Stephen King wrote The Little Sisters of Eluria, a story about insects that ate away dead flesh, like maggots are known to do in real life. The little beetles that crawled all over me reminded me of that story, but mine talked. They started at my feet, carpeting me and moving upward. I said, “NO! STOP.” They stopped their progress up my body, but they didn’t hold still. From my knees down wiggled and waved with the bugs. One spoke up and said, “It’s okay. We’ll just eat away the bad parts, like the bugs in Eluria.”
“Oh. Well, okay, I guess. If you must.” But they ate everything. Again, I was nothing but bones, screaming. The process wasn’t graphic or anything, strange as that sounds to say. I just didn’t want it to happen. It was taking away everything that was “me.”
I woke panting and yanking the sheet off again as I sat up in the bed. “Where are these dreams coming from? What is going on?” I flipped my pillow and shoved my face into the coolness of the fresh side. My muscles relaxed and I slept again. In an hour, my alarm went off. Then, my husband was waking me for church. Not much rest. It was on the drive to church that it occurred to me: my identity was being threatened. That’s what the dreams were all about.
I am a writer
Yes, I edit far more than I write, but I am a writer, and have been one since I was three years old. Yesterday, I had two articles rejected by a new writing website I’d been invited to write for—enthusiastically and much more rapidly than they usually accept writers, I might add. They saw my ability in the samples I submitted and the test I took for them. Their reasons for rejecting the two articles were stupid (IMO), and the whole thing was frustrating.
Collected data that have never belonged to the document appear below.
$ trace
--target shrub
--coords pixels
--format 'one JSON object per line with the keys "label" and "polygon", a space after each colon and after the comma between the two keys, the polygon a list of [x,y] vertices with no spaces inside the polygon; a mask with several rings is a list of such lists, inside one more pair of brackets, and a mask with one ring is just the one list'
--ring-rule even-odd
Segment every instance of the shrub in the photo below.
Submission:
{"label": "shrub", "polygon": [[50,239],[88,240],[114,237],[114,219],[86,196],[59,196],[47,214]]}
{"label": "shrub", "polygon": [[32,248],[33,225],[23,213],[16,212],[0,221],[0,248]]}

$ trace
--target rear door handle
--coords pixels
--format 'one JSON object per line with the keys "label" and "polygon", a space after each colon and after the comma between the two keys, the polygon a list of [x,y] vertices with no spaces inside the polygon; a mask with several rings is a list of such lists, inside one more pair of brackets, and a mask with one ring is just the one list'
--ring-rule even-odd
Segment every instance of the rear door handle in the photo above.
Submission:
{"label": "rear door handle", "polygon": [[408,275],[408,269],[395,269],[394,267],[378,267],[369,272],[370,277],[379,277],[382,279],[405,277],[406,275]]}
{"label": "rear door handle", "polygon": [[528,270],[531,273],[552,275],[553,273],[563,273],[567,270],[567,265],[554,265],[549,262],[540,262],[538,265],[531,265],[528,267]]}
If I’m given a task with no instructions, but I have the leeway to do it my way, that’s fine. If I’m given detailed instructions about what’s expected, that’s fine, too. But to have someone refuse to tell me what’s expected, yet they apparently do have a certain thing in mind…and then to have them say, “Nope, this isn’t it,” and again, “Not that, either,” but they won’t say what IS? ARGH.
The thought occurred to me in the van on the way to church: if I don’t have that (my identity as a writer/editor), what do I have? It may sound silly, and it sounds silly to me, too, but there it is, nonetheless. Those nightmares made it clear to me that down deep, that’s how I feel.
Now, I know, and I tell all of “my” writers that good writing (barring a slew of mistakes) is in the eye of the beholder. Many bestsellers and classics were rejected numerous times before they were accepted. Not all readers are going to like any given piece. It’s just a fact. It doesn’t mean we should stop. It doesn’t mean we should let those critics take away our identity.
I am a writer, no matter what that reviewer at that site says, and so are you. I’m going to say it again:
I am a writer, no matter what that reviewer at that site says, and so are you.
To prove it, I wrote this post. I’m also going to write the outline for my next ebook, tonight. You have your own voice of doubt inside your head, and you have to talk back to it. Tell it to shut up, or tell it what you’re going to do anyway, then do it. What are you going to write today?